Herhangi bir zayıflama planına başladığınızda, ilk bakışta koyduğunuz hedef imkansız gibi gelebilir. Yapılan son araştırmalar, bu hissiyatın gerçek olabileceğini gösteriyor. American Journal of Public Health’de yayımlanan bir araştırmaya göre obezite şikayeti olan bir kadının bir yıl içinde kilo verme şansı 124’te 1 olarak gösteriliyor. Erkeklerde ise bu oran 210’da 1’e kadar düşüyor.

İngiliz araştırmacılar tarafından yapılan bir çalışma da benzer sonuçlar veriyor. Araştırmacılar dokuz yıl boyunca obezite şikayeti olan ve 20 yaşından büyük neredeyse 100 bin kadın ile 77 bin erkeği inceledi. Buna göre kadınların yaklaşık yüzde 2’si, erkeklerin ise yüzde 2’sinden biraz daha azı “normal” olarak gösterilen vücut ağırlığına ulaşmayı başarabildi.

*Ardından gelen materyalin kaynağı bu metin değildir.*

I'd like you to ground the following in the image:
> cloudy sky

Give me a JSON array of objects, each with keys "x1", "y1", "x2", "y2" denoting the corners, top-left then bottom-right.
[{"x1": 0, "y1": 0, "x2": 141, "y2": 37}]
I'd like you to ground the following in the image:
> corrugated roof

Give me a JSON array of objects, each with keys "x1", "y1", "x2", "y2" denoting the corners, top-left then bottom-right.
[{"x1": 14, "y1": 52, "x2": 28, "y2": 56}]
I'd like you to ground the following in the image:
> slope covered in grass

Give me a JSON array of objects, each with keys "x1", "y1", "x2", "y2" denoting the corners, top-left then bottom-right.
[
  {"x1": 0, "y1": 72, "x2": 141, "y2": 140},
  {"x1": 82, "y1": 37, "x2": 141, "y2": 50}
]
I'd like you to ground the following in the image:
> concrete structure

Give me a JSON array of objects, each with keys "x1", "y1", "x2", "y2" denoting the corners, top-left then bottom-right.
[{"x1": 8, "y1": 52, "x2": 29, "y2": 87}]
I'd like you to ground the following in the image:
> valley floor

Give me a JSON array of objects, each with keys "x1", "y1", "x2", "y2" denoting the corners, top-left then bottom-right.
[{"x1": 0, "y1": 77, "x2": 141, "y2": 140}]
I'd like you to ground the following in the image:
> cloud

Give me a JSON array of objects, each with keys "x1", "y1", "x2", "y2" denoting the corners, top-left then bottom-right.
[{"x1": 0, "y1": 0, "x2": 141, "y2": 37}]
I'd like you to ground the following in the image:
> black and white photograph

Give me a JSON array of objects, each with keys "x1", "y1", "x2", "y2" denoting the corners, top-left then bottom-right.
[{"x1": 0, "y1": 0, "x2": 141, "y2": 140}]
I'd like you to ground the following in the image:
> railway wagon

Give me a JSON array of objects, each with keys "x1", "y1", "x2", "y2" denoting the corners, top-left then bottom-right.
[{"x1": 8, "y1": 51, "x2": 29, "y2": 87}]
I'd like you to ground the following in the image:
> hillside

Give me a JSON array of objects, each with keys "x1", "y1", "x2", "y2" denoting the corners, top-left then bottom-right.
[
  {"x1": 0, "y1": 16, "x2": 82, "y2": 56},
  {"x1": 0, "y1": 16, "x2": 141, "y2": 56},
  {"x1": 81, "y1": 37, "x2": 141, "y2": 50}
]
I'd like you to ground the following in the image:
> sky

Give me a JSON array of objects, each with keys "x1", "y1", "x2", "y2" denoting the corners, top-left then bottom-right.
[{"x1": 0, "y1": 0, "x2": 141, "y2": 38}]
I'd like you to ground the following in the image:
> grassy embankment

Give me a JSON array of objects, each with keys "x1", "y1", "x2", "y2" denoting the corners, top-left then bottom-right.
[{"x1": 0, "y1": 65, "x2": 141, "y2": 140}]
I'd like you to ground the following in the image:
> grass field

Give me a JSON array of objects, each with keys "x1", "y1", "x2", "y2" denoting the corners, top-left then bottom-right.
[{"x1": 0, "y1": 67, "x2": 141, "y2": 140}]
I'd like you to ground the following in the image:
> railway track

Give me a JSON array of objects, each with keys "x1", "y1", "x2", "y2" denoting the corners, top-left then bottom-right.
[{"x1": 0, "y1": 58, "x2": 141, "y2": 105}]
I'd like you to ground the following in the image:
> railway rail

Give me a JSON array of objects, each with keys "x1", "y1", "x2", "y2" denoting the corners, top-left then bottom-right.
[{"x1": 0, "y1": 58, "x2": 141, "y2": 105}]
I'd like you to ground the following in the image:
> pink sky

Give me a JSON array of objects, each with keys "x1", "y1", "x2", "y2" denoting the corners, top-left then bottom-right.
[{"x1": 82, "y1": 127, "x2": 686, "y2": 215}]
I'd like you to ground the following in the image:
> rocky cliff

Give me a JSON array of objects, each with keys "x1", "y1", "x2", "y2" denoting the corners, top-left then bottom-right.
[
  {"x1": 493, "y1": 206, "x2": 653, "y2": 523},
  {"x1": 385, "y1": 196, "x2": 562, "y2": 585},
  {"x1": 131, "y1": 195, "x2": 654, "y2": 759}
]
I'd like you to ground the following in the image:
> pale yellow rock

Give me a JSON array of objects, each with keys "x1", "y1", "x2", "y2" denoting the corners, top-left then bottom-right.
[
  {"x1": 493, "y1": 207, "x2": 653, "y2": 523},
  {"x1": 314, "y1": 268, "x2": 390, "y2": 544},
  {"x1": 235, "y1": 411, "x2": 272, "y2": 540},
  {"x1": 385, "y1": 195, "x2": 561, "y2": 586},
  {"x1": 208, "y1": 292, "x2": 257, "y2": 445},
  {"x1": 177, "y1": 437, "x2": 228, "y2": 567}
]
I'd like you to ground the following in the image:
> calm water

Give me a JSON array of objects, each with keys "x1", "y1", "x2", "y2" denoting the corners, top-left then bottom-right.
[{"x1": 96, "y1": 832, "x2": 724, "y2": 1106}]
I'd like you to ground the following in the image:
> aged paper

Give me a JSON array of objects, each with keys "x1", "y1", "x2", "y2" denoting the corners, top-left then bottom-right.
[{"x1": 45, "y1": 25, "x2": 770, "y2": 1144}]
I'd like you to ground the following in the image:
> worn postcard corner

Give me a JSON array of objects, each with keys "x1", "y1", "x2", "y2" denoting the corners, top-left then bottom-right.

Araştırmacılar, normal kilolara düşüp kilo kaybını koruma olasılığının da son derece düşük olduğunu söylüyor. Üstelik bir kişinin kilosu ne kadar fazlaysa, kilo verme şansı da o derece azalıyor. Araştırmaya katılanların kilo vermeye çalışıp çalışmadıkları veya hangi yöntemleri uyguladıkları bilinmiyor ancak araştırmacılar zayıflamak ve kilo kontrolü sağlamak için kaloriyi azaltma ve fiziksel aktiviteyi artırma stratejilerinin yetersiz kaldığını söylüyor.

Kanada’da yapılan bir araştırma da diğerlerini destekliyor. Health and Stroke Vakfı tarafından yapılan bir çalışmaya göre obezite şikayeti olanların yüzde 70’i verdikleri kiloları hatta bazen daha da fazlasını geri alıyor.

İngiliz araştırmacılar, kamu sağlığı kurumlarına obezite şikayeti olanlara daha fazla yardımcı olmaları çağrısı yaparken, toplumun diyet yapma ve vücut ağırlığı, dış görünüş kavramlarına bakış açısını değiştirmesi gerektiğini vurguluyor.

Günümüzde toplumlar hala zayıf insanları olması gereken insan modeli olarak kabul ediyor. Sabırsız yapımız sayesinde, mankenler ne giyiyorsa onları giymek, tartıda kiloların hızla azaldığını görmek istiyoruz. Oysa gerçekte kilo kaybı hem yavaş ilerleyen bir süreç hem de bağlılık ve dikkat istiyor. Birçok uzmana göre sağlıklı kilo kaybı haftada 0,5 ile 1 kilogram arasında olmalı. Bunun için her gün harcadığınızdan 500 ile 1.000 kalori fazlasını harcamanız gerekiyor. Fazla kilolarınızın hızlıca azalacağını beklemek ise sizi hayal kırıklığından başka bir yere götürmüyor.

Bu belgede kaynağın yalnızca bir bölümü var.